How I profile multithreading problems?

578 Views Asked by At

This is the first time I am trying to profile a multi-threaded program.

I suspect the problem is it waiting for something, but I have no clue what, the program never reaches 100% of CPU, GPU, RAM or I/O use.

Until recently, I've only worked on projects with single-threading, or where the threads were very simple (example: usually an extra thread just to ensure the UI is not locked while the program works, or once I made a game engine with a separate thread to handle .XM and .IT files music, so that the main thread could do everything, while the other thread in another core could take care of decoding those files).

This program has several threads, and they don't do parallel work on the same tasks, each thread has its own completely separate purpose (for example one thread is dedicated to handling all sound-related API calls to the OS).
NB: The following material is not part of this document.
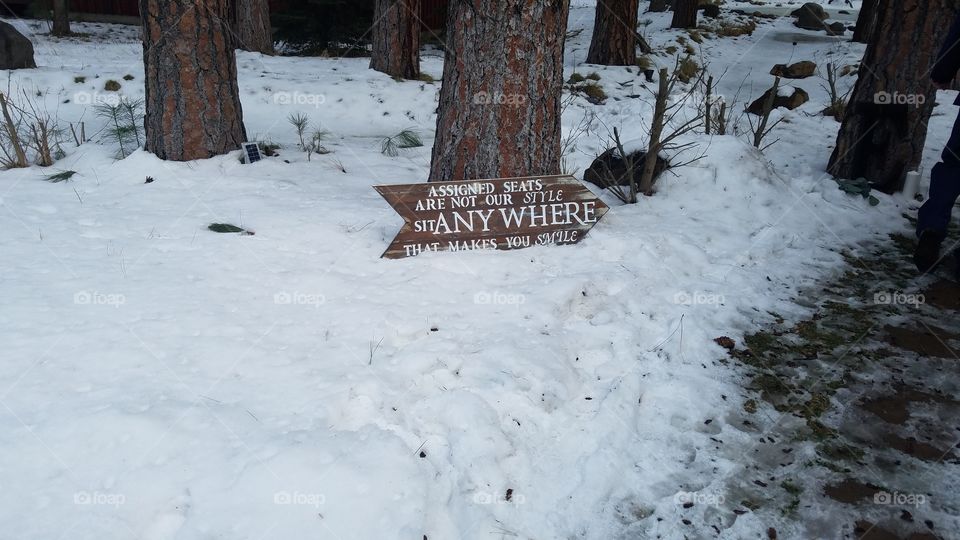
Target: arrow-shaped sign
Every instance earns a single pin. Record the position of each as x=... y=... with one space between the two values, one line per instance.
x=506 y=213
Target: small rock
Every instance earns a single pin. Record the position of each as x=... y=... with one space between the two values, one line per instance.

I downloaded Microsoft performance tools, there is a blog by an ex-Valve employee that explains that they work to do this, but although I even managed to make some profiles and whatnot, I don't really understood what I am seeing, it is only a bunch of pretty graphs to me (except the CPU use graph, that I already knew from doing sample-based profiling on single-threaded apps), so, how I find why the program is waiting on something? Or how I find what is it waiting for? How I find what thread is blocking the others?

2

There are 2 best solutions below

1
On
  1. Performance Wizard in Visual Studio Performance and Diagnostics Hub has "Resource contention data" profiling regime which allows to analyze concurrency contention among threads, i.e. how the overall performance of a program is impacted by threads waiting on other threads. Please refer to this blog post for more details.
  2. PerfView is an extremely powerful profiling tool which allows one to analyze the impact of service threads and tasks to the overall performance of the program. Here is the PerfView Tutorial available.
0
On

I look at is as an alternation between two things:

a) measuring overall time, for which all you need is some kind of timer, and

b) finding speedups, which does not mean measuring, in spite of what a lot of people have been told.

Each time you find a speedup, you time the results and do it again. That's the alternation. To find speedups, the method I and many people use is random pausing. The idea is, you get the program running under a debugger and manually interrupt it, several times. Each time, you examine the state of every thread, including the call stack. It is very crude, and it is very effective.

The reason this works is that the only way the program can go faster is if it is doing an activity that you can remove, and if that saves a certain fraction of time, you are at least that likely to see it on every pause. This works whether it is doing I/O, waiting for something, or computing. It sees things that profilers do not expose, because they make summaries from which speedups can easily hide.